By Thea Srinivasan
If I had to describe one movie that’s similar to this comic, I would choose The Matrix. Both of them talk about uploading someone’s mind to the internet, the belief that A.I programs can have sentience and physics-defying abilities someone can have on the internet. If you haven’t watched the movie series, I’m sorry I spoiled it for you.
Hard Wyerd is about a man named Sam who suddenly gets kidnapped by an organization he formerly worked for. His job was to go into an upgraded version of the internet and act as a spy to pass on information from one person to another. This upgraded version was a utopia where people could come and go as they please and manipulate the environment and themselves. After an incident that forced Sam to quit, he is forcibly called back to retrieve a specific item only to be led off course from the intended mission.
While this comic does have some similarities to The Matrix, this tale is able to stand on its own with the classic action-adventure scheme it presents. Sam is a perverted, hands-on guy who does what he needs to do to survive. While he leans toward humor to soften his mood, he ends up killing everyone else’s. He’s memorable enough that I want to see what he has to deal with and get to know who he is, but he isn’t going to be on my top list of protagonists.
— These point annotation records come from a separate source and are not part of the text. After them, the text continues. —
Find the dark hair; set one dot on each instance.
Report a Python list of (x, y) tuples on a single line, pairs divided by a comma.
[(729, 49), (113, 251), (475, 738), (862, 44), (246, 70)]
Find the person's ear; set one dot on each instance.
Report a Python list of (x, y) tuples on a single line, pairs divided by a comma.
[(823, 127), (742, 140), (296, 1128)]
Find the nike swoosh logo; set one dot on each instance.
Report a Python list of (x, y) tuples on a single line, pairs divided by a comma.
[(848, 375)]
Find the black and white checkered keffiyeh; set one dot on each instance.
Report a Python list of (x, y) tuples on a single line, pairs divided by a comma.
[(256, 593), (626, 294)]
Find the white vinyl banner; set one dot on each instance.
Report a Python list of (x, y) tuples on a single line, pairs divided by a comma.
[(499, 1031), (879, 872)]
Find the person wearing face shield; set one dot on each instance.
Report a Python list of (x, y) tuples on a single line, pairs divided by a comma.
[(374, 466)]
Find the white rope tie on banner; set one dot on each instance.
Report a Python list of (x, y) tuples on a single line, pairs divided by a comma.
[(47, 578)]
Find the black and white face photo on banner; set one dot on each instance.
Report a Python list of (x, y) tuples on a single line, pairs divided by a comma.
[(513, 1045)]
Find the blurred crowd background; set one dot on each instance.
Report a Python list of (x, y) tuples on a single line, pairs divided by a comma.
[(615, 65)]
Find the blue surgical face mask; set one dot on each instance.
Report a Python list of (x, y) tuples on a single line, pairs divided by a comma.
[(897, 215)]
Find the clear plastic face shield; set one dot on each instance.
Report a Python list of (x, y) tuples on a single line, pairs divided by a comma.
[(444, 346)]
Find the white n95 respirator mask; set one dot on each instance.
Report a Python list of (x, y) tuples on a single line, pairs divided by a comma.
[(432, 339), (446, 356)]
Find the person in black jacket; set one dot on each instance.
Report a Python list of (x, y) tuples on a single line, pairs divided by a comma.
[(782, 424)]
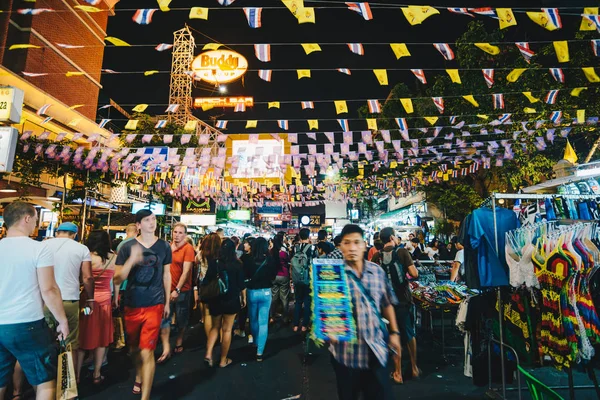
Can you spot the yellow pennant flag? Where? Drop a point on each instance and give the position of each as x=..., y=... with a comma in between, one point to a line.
x=577, y=91
x=454, y=76
x=381, y=75
x=303, y=73
x=542, y=20
x=306, y=16
x=515, y=74
x=212, y=46
x=586, y=24
x=505, y=17
x=310, y=47
x=164, y=5
x=89, y=8
x=417, y=14
x=23, y=46
x=488, y=48
x=471, y=100
x=132, y=124
x=590, y=74
x=570, y=154
x=198, y=13
x=431, y=120
x=562, y=50
x=407, y=104
x=140, y=108
x=400, y=50
x=532, y=99
x=372, y=124
x=116, y=41
x=340, y=106
x=190, y=125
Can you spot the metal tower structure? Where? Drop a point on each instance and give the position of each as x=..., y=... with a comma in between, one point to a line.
x=181, y=88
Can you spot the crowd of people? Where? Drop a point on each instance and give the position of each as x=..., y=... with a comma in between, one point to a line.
x=239, y=286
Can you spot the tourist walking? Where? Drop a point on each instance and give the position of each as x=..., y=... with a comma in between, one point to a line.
x=260, y=279
x=96, y=331
x=223, y=308
x=145, y=262
x=27, y=284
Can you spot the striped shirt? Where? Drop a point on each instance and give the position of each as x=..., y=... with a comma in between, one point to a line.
x=370, y=337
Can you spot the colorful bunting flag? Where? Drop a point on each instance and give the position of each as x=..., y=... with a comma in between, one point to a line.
x=357, y=48
x=488, y=75
x=445, y=50
x=417, y=14
x=253, y=14
x=381, y=75
x=263, y=52
x=361, y=8
x=488, y=48
x=144, y=16
x=265, y=74
x=439, y=103
x=198, y=13
x=374, y=106
x=454, y=76
x=420, y=75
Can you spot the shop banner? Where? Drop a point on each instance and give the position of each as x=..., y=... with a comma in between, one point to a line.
x=332, y=304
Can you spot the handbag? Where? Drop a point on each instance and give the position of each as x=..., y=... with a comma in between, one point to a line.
x=382, y=321
x=214, y=288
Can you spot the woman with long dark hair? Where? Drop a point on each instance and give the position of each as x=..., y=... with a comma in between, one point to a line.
x=96, y=329
x=281, y=286
x=260, y=277
x=224, y=307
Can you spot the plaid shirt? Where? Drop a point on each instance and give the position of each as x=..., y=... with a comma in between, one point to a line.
x=370, y=337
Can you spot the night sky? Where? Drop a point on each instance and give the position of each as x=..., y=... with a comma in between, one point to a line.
x=228, y=25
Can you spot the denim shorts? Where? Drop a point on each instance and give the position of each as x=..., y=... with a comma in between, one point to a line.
x=32, y=345
x=181, y=309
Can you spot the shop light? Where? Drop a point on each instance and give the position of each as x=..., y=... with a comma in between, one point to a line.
x=587, y=172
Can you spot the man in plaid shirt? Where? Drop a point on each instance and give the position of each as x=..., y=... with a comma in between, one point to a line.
x=361, y=367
Luckily, the creators were able to balance the story out with the minor characters. There is an A.I program who has her own agenda as she leads Sam through the virtual world. Even though she is an A.I program, she has a personality that makes almost human-like and makes me wonder how much sentience she’s gained over time. At the same time, there’s the hard-headed boss who will stop at nothing to get the job done. Following her is a comedic momma’s boy, a friend of Sam who puts up with his crap and a girl Sam fell hard for, I find there is enough from the characters to keep me satisfied.
The entire virtual universe itself has seemingly integrated into society. There isn’t a lot of information about the virtual world itself, but I do know that anyone can make their dreams come alive just by entering this world. Unlike The Matrix, the user will know when they’ve entered the virtual universe and can easily come and go as they please as the universe is not controlled by an artificial intelligence. However, Sam has a special position with the organization seemingly similar to the secret service or a hitman group. With that in mind, I really want to know how Sam got into the business and how the organization ended up where it was.
The art style is a nice homage to the older comic styles with its intense focus on sexualizing characters, background design and action sequences to make every panel almost a delight to read. While I wish the artists could cut back on sexualizing characters, its appeal will surely make readers happy. The intense focus on the art style surely made my gasp at every panel I read.
Thankfully this story doesn’t have any deep metaphorically undertones. Unlike other stories, this one is solely focused on the adventure the main character has to go through. The premise is simplistic enough and as the reader continues to read further volumes, the plot will surely get convoluted and we will end up seeing Sam in sticky situations trying to save his own butt and get out of the situation he got caught up in.
Overall, this is a good sci-fi adventure that will keep readers on their toes with its rapid pace and detailed scenes. With decent characters, a good universe and ever-evolving plot, this story will keep someone entertained on a plane ride for a really long time. This story is for the person who fell in love with the internet and wants to explore every possible way to mess up reality.